Мне в пору было припасть к ее коленям. Но я снова сказал резко.
— Вот как хорошо, что и вы это понимаете! — сказал я.
— Мне ничего иного не остается, как только каждый день напоминать об этом себе! — сказала она.
Я взял ее за плечи и даже через шаль почувствовал их худобу и трепет.
— Анна Ивановна! — не зная, что сказать дальше, сказал я.
— Борис Алексеевич! — с укором сказала она.
Играть дальше я не мог.
— Вы же знаете! Я вам говорил о жене и ребенке! — сказал я.
— Борис Алексеевич! — повернулась она и взяла меня за руки. Ее руки были горячи. — Борис Алексеевич, я все это помню. И я не претендую. Они пока вам недоступны. И они долго будут вам недоступны. А мы здесь. И каждую минуту нас могут убить или… — с жаром сказала она и оборвалась на полуслове.
Я на миг увидел давешнее пустое, без лип место и глухую стену соседнего дома, увидел, будто и у меня было так — вместо Элспет и моего ребенка была только глухая, непроходимая стена.
— Вы не заболели? — отвлекаясь от стены, спросил я о жаре ее рук.

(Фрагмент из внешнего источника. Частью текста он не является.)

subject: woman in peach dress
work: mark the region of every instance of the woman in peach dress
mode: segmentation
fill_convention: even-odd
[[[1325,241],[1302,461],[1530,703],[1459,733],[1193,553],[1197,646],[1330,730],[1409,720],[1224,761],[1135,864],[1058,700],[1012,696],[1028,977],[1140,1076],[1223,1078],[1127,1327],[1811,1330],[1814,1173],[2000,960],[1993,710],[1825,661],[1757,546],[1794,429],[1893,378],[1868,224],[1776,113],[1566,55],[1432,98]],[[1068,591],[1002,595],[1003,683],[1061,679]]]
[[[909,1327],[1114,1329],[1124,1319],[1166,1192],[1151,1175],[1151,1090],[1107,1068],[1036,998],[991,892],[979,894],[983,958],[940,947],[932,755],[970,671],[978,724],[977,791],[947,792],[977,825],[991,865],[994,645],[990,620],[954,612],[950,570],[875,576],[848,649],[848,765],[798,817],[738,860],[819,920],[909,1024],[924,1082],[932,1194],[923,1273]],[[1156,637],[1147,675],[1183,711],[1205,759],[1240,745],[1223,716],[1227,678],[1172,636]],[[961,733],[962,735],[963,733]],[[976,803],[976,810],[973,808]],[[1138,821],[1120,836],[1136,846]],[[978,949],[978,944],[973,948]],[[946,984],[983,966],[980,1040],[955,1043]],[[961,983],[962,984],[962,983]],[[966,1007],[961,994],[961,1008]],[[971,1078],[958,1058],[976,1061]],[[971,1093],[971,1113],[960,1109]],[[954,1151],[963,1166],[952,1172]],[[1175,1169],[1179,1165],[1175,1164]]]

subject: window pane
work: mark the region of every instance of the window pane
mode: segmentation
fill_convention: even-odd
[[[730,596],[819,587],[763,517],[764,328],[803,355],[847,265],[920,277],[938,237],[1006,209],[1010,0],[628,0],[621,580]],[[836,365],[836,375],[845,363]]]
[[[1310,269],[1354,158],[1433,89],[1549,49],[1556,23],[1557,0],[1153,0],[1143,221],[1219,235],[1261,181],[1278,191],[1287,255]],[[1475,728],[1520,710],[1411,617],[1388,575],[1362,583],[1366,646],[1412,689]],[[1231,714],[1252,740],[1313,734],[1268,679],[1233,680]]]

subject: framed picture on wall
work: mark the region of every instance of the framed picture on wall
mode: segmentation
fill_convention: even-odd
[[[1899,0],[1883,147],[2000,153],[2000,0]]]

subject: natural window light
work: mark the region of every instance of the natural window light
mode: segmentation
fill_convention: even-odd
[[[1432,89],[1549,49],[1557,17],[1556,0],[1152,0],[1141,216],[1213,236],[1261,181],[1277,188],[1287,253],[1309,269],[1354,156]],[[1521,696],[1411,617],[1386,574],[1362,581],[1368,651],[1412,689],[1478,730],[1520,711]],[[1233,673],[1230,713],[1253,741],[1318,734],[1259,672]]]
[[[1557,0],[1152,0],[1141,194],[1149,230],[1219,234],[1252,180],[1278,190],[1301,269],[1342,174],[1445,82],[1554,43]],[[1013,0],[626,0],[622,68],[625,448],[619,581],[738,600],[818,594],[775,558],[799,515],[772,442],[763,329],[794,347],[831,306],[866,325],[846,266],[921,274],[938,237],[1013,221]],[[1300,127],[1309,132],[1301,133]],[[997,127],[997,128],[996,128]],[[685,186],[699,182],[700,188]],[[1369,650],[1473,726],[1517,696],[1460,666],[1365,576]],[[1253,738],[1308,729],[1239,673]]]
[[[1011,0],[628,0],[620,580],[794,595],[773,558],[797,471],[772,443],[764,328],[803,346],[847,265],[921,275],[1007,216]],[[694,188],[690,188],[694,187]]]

— Это не имеет значения! Это все — ничто! Вы не можете себе представить моего положения! Вы спасли меня. И я вам по гроб благодарна. Вы не знаете, каково это — не есть, не брать ни кусочка хлеба, ни крошки, а только пользоваться кипятком и знать, что и в кипятке откажут! Да что я говорю! Вы прошли фронт. Вы все это знаете. Но вы знаете это по-другому. Вам не дано было знать, что все равно придется сдаться, что все равно придется пойти на промысел, на этот промысел, и только ради того, чтобы поесть и заплатить хозяйке! Ведь я пошла. И если бы был кто-то другой, не вы, я бы была вынуждена! Вы понимаете! Не первый, которому хватило бы сил, хватило бы стыда отказать, как я кинулась прочь от вас, если не первый, так второй, — все равно бы! А вы меня спасли!